Egg, Potato, and Bacon Breakfast Casserole Recipe


Last night was a breakfast for dinner kind of night and oh my word, did I discover my new favorite casserole recipe! I’d never made this before, but it’s definitely going on my “make-again” list. 

Here’s what I used: 

  • 5 slices of thick, all-natural, nitrate-free bacon, broken into pieces
  • 1 large yellow onion, peeled and diced
  • 1 yellow bell pepper, diced
  • Garlic Garlic seasoning from Tastefully Simple or you can use 4 cloves garlic, minced 
  • 1/3 cup sun-dried tomatoes, chopped
  • 8 cage-free, antibiotic-free eggs
  • 1 cup organic milk
  • 2 cups all-natural, rBGH-free cheese
  • 3 cups all-natural frozen diced potatoes (non-GMO)
  • 2 teaspoons salt, divided
  • 1 teaspoon pepper



  1. Preheat your oven to 350 degrees Fahrenheit.
  2. Grease a 9×13″ baking dish.
  3. Cook your bacon in the oven on a foil lined baking sheet.

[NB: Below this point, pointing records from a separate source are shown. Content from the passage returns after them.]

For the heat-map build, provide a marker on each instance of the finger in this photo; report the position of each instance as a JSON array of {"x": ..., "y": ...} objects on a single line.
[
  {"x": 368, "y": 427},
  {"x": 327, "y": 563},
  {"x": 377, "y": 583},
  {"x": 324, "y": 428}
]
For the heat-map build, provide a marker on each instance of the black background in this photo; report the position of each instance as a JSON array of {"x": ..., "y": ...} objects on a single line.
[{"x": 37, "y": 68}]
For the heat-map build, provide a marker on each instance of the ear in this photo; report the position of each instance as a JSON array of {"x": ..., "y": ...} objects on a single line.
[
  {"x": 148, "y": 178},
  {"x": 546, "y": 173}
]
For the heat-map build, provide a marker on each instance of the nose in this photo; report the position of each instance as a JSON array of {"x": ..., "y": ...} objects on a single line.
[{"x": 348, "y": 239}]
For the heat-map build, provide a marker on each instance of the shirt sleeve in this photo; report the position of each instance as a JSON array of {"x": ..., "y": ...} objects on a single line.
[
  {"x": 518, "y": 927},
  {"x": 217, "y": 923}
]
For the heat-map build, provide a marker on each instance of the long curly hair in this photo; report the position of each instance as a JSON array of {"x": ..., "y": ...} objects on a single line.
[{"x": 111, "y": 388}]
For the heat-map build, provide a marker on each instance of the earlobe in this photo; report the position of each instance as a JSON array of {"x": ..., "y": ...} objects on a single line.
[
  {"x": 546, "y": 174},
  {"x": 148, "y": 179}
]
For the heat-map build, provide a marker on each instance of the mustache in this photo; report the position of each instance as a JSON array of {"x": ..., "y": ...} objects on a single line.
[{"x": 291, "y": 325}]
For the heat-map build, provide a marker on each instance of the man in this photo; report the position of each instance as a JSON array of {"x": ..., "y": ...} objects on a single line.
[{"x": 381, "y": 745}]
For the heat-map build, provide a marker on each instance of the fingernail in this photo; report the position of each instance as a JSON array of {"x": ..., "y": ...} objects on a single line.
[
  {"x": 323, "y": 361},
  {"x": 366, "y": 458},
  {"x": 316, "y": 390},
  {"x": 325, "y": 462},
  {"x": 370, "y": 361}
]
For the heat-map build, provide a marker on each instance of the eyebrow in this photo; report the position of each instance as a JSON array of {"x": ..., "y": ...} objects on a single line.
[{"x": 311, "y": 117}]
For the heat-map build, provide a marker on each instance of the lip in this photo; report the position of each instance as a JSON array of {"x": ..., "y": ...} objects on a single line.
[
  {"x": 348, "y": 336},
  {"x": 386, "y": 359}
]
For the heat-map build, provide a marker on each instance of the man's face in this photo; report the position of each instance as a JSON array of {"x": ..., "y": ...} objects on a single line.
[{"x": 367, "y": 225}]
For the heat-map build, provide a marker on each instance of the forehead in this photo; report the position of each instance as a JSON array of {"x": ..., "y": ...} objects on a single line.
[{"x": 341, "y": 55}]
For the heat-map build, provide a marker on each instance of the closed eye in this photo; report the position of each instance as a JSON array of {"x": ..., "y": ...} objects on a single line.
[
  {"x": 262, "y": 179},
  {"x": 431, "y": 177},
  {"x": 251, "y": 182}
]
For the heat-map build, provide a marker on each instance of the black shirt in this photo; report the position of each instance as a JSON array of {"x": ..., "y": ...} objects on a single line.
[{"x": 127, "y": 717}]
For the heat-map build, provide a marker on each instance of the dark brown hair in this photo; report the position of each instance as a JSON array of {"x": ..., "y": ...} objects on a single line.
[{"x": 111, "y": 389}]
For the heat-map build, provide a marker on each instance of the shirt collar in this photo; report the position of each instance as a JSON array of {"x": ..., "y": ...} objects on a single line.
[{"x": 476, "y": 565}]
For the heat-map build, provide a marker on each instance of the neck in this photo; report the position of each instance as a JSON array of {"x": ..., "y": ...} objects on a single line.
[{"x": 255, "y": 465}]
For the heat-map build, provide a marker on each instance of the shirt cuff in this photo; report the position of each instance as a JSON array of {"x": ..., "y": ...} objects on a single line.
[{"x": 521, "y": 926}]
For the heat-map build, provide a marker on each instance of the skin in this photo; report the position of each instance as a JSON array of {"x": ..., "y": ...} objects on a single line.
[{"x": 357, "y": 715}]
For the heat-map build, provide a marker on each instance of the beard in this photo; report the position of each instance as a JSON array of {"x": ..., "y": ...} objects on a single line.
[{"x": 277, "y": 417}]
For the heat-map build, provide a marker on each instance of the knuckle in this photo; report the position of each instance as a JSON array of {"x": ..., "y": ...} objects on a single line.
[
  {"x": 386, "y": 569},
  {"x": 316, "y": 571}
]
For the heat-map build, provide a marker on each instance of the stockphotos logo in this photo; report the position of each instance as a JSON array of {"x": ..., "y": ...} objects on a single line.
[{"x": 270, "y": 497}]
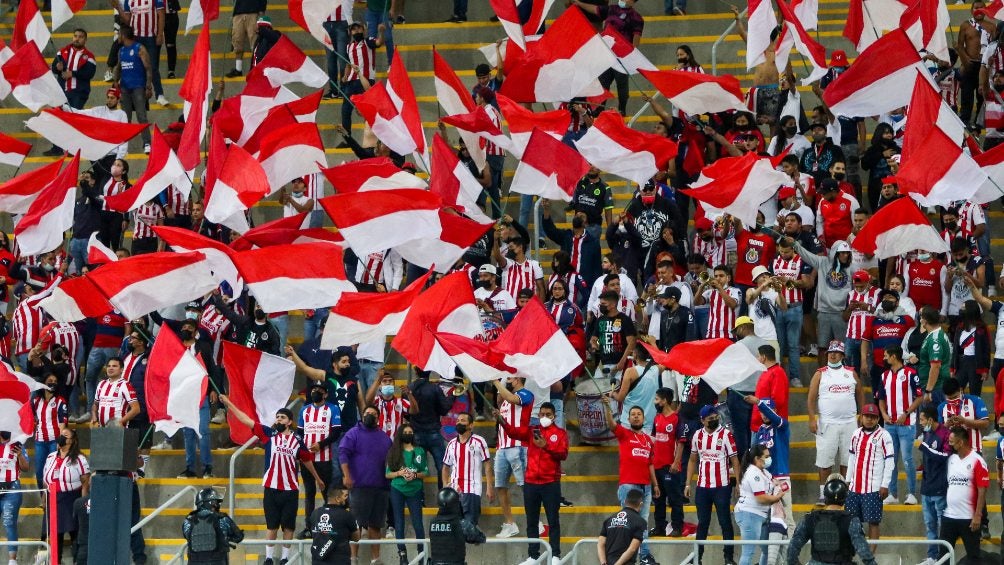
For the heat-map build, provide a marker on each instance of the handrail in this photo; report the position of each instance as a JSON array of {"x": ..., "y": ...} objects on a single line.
[
  {"x": 159, "y": 510},
  {"x": 721, "y": 38}
]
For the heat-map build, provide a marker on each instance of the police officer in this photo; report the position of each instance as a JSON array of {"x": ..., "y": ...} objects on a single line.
[
  {"x": 835, "y": 534},
  {"x": 449, "y": 533},
  {"x": 333, "y": 529},
  {"x": 208, "y": 531}
]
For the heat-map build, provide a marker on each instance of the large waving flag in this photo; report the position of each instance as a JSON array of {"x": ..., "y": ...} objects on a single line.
[
  {"x": 176, "y": 384},
  {"x": 48, "y": 217},
  {"x": 697, "y": 93},
  {"x": 549, "y": 169},
  {"x": 612, "y": 147},
  {"x": 899, "y": 228},
  {"x": 359, "y": 317},
  {"x": 259, "y": 384}
]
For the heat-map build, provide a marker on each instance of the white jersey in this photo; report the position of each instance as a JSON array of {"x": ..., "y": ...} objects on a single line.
[{"x": 837, "y": 395}]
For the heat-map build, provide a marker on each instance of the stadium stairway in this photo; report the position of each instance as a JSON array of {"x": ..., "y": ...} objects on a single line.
[{"x": 591, "y": 471}]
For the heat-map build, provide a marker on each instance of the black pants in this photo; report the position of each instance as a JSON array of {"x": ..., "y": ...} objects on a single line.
[{"x": 549, "y": 495}]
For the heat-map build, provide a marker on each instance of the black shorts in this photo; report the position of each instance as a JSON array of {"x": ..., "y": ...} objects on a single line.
[
  {"x": 280, "y": 509},
  {"x": 368, "y": 506}
]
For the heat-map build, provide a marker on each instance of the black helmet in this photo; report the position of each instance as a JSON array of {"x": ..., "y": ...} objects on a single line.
[
  {"x": 834, "y": 492},
  {"x": 449, "y": 502},
  {"x": 208, "y": 499}
]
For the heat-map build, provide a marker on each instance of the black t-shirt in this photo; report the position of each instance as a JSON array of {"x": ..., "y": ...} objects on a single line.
[{"x": 619, "y": 530}]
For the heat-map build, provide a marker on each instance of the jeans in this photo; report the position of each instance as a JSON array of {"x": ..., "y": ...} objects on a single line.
[
  {"x": 934, "y": 509},
  {"x": 720, "y": 497},
  {"x": 203, "y": 439},
  {"x": 903, "y": 443},
  {"x": 622, "y": 491},
  {"x": 750, "y": 526},
  {"x": 373, "y": 19},
  {"x": 548, "y": 495},
  {"x": 336, "y": 57},
  {"x": 414, "y": 503},
  {"x": 10, "y": 507},
  {"x": 789, "y": 328}
]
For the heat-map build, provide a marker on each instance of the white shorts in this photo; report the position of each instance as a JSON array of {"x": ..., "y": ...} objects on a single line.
[{"x": 833, "y": 443}]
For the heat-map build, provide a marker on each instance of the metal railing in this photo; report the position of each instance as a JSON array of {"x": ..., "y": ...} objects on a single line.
[{"x": 573, "y": 558}]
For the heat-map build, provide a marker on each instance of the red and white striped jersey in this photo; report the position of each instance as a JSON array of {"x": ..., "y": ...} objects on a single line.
[
  {"x": 791, "y": 269},
  {"x": 858, "y": 320},
  {"x": 870, "y": 464},
  {"x": 713, "y": 449},
  {"x": 517, "y": 276},
  {"x": 721, "y": 318},
  {"x": 316, "y": 424},
  {"x": 144, "y": 220},
  {"x": 282, "y": 452},
  {"x": 517, "y": 415},
  {"x": 113, "y": 397},
  {"x": 900, "y": 389},
  {"x": 63, "y": 474},
  {"x": 391, "y": 413},
  {"x": 466, "y": 460},
  {"x": 8, "y": 463},
  {"x": 48, "y": 415},
  {"x": 361, "y": 55}
]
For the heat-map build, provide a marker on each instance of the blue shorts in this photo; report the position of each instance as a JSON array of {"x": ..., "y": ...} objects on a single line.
[{"x": 866, "y": 507}]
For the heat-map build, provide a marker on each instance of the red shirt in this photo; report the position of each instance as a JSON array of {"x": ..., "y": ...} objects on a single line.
[
  {"x": 773, "y": 384},
  {"x": 543, "y": 465}
]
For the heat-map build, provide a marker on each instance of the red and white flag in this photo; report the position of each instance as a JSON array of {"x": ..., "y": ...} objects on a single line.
[
  {"x": 373, "y": 174},
  {"x": 456, "y": 99},
  {"x": 549, "y": 169},
  {"x": 738, "y": 186},
  {"x": 176, "y": 384},
  {"x": 29, "y": 26},
  {"x": 202, "y": 12},
  {"x": 163, "y": 170},
  {"x": 259, "y": 384},
  {"x": 446, "y": 307},
  {"x": 98, "y": 253},
  {"x": 874, "y": 83},
  {"x": 761, "y": 24},
  {"x": 899, "y": 228},
  {"x": 696, "y": 93},
  {"x": 454, "y": 183},
  {"x": 359, "y": 317},
  {"x": 285, "y": 63},
  {"x": 13, "y": 152},
  {"x": 612, "y": 147},
  {"x": 563, "y": 64},
  {"x": 195, "y": 91},
  {"x": 17, "y": 194},
  {"x": 291, "y": 153},
  {"x": 49, "y": 216},
  {"x": 291, "y": 277},
  {"x": 93, "y": 136},
  {"x": 241, "y": 184},
  {"x": 719, "y": 362},
  {"x": 31, "y": 81},
  {"x": 459, "y": 234},
  {"x": 372, "y": 221},
  {"x": 523, "y": 121}
]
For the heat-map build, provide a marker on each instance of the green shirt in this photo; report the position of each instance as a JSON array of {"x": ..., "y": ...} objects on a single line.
[
  {"x": 417, "y": 461},
  {"x": 936, "y": 347}
]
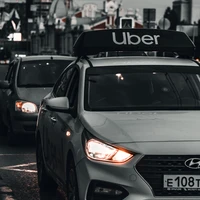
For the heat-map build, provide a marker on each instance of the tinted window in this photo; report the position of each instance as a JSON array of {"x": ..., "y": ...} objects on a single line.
[
  {"x": 171, "y": 88},
  {"x": 42, "y": 73}
]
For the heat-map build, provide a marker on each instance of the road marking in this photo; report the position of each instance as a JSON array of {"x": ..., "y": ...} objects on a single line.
[{"x": 14, "y": 168}]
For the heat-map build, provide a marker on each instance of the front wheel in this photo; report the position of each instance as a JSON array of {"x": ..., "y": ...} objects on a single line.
[
  {"x": 72, "y": 184},
  {"x": 45, "y": 182}
]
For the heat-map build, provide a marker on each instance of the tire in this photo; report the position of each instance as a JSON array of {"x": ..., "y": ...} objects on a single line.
[
  {"x": 45, "y": 182},
  {"x": 3, "y": 128},
  {"x": 72, "y": 184}
]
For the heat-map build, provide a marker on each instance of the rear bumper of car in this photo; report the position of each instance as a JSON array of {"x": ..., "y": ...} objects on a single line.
[
  {"x": 121, "y": 181},
  {"x": 23, "y": 123}
]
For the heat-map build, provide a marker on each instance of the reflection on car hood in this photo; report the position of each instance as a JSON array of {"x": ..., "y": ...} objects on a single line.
[
  {"x": 143, "y": 127},
  {"x": 34, "y": 95}
]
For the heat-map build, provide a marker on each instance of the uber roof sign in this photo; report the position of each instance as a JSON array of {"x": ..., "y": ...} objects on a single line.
[
  {"x": 94, "y": 42},
  {"x": 129, "y": 39}
]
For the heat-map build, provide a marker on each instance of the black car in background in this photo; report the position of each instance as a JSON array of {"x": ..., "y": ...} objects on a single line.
[{"x": 28, "y": 80}]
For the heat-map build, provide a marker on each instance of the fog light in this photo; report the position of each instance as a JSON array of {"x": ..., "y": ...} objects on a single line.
[{"x": 101, "y": 190}]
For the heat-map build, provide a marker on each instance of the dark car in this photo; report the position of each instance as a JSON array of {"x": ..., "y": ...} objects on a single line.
[{"x": 28, "y": 80}]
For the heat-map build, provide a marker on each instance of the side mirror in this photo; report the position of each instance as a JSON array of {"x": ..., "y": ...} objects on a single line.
[
  {"x": 4, "y": 85},
  {"x": 59, "y": 104}
]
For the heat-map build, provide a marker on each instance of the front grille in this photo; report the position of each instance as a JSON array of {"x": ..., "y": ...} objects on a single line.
[{"x": 153, "y": 168}]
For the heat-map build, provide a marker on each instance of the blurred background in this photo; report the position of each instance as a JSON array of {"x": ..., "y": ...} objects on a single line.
[{"x": 52, "y": 26}]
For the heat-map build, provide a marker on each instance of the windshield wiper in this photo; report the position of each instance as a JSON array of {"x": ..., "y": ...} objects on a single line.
[
  {"x": 189, "y": 84},
  {"x": 179, "y": 101}
]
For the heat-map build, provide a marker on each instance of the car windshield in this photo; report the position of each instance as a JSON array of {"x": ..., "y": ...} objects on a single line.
[
  {"x": 41, "y": 73},
  {"x": 142, "y": 88}
]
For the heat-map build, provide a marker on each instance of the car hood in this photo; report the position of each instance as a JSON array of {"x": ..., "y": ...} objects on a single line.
[
  {"x": 34, "y": 95},
  {"x": 126, "y": 127},
  {"x": 163, "y": 132}
]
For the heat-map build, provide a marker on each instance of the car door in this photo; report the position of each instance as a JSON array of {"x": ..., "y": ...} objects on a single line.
[
  {"x": 6, "y": 93},
  {"x": 64, "y": 124},
  {"x": 50, "y": 133}
]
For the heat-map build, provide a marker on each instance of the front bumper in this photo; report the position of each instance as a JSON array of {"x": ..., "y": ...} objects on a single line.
[
  {"x": 124, "y": 177},
  {"x": 24, "y": 123}
]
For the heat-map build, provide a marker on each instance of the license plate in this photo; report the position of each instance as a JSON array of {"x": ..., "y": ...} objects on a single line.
[{"x": 190, "y": 182}]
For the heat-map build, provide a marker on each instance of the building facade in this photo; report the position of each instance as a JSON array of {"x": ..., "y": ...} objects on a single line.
[{"x": 183, "y": 9}]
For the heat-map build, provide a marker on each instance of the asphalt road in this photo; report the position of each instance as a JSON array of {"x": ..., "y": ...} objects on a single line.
[{"x": 18, "y": 171}]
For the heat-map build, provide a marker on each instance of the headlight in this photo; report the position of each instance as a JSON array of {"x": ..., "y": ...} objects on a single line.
[
  {"x": 26, "y": 107},
  {"x": 100, "y": 151}
]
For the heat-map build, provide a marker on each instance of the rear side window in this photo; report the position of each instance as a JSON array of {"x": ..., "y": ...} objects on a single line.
[{"x": 40, "y": 73}]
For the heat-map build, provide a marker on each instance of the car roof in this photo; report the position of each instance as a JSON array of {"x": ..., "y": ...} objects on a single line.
[
  {"x": 47, "y": 57},
  {"x": 140, "y": 60}
]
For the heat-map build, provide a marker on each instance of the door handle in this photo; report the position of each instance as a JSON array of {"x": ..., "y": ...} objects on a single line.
[
  {"x": 53, "y": 119},
  {"x": 44, "y": 110}
]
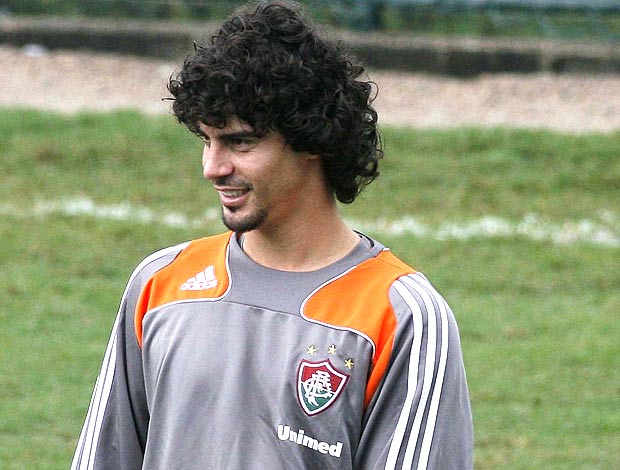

Just pop it in when you preheat the oven and it should be done in 15-17 minutes.
  4. Cook your onion, yellow bell pepper, garlic, sun-dried tomatoes, and 1 teaspoon of salt in a skillet over medium heat until soft, about 5 minutes.
  5. In a separate (large) bowl, beat eggs and whisk in milk. Whisk in your other teaspoon of salt, and the pepper. Stir in frozen potatoes, cheese, bacon and vegetables. 
  6. Pour into your greased baking dish.
  7. Bake for 40-50 minutes or until a knife inserted in the center comes out clean. 

I am not kidding…this was the best! And simple…you know I love that!